1 Reply Latest reply on May 15, 2013 9:00 AM by JADarnell

    (Acrobat XI) Using Javascript to scan PDF text

    JADarnell Level 1

      I am scanning text in a PDF and reading it into memory using doc::getPageNthWord().  Reading the text from the file using the mark 1 mod 0 eyeball looks like this:



      Greenpeace. 2012. Safeway charts new course for

        sustainable tuna. www.greenpeace.org/usa/en/media-


      Monterey Bay Aquarium. 2012a. Wild seafood issue:

         Overfishing, www.montereybayaquarium.org/cr/cr_



      (Please note that I am unable to determine how the PDF is causing the indent.  I am using three spaces, but a hex editor...well read on, please).
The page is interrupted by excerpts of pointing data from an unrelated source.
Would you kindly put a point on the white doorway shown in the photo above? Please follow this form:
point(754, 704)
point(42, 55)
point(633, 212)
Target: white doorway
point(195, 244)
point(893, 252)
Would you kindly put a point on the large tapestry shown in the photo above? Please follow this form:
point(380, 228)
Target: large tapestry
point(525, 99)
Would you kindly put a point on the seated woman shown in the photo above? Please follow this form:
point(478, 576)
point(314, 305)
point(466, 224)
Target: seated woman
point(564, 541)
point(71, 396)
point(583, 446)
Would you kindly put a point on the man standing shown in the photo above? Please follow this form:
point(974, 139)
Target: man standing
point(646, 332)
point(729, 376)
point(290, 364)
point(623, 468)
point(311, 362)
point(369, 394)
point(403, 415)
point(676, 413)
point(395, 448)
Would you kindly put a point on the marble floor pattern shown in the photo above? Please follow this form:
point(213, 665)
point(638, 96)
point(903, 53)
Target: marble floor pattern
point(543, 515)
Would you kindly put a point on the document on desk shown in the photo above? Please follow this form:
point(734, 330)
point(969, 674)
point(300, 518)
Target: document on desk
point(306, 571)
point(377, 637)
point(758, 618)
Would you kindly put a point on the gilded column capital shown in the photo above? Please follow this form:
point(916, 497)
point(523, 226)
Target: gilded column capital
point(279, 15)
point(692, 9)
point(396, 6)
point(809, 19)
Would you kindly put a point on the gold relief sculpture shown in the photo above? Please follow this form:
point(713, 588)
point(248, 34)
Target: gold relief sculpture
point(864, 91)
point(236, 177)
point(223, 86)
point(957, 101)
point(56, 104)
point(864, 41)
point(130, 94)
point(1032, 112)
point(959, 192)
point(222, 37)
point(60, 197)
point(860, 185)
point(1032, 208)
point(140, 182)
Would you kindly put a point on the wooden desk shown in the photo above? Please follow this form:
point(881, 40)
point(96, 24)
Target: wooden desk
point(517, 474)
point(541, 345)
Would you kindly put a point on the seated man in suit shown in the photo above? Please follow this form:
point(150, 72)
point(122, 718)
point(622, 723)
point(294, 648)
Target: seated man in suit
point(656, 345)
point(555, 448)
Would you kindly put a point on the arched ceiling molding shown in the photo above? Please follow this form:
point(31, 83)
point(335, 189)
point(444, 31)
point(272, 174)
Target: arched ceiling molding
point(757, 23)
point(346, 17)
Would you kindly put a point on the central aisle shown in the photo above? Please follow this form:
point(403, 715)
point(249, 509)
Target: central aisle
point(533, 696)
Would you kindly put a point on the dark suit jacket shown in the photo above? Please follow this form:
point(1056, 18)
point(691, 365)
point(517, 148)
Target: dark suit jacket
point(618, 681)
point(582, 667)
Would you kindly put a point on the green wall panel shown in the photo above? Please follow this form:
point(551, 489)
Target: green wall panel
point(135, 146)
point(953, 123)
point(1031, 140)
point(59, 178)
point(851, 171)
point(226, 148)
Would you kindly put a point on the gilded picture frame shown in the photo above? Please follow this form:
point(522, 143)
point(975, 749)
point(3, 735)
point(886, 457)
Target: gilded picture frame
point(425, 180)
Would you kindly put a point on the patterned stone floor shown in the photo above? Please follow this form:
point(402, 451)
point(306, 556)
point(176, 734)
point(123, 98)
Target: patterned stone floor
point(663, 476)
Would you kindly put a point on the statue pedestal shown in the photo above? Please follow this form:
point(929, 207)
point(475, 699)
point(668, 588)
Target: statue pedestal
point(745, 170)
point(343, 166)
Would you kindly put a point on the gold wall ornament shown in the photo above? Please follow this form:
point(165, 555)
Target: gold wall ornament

      Using the above function (i.e getPageNthWord()) the information comes in like   this:





      • Ł Ł • • Ł Ł • • Ł Ł • • Ł Ł •



      Copying it to a text editor using the clipboard, it looks like this:


      "Wild seafood issue:"

      ", OOHJDO              AVKLQJ.


      Can anyone suggest a possible solution to getting the text in a readable format?




        • 1. Re: (Acrobat XI) Using Javascript to scan PDF text
          JADarnell Level 1

          I have some additional information.  When I copy the text to a programming editor I see the latter transformation.  When I compare the text, letter for letter, each letter in the cryptic version  has been reduced in value by 29 with a few exceptions; periods and forward slants do not seem to have been affected.  Additionally, the letters f and i, when placed together, are interpreted as a single letter with an ascii version of 195. 


          I have looked at possible XOR/OR bit fiddling conversions, but have not been able to figure out what is causing the transformation (or causing the transformation to fail).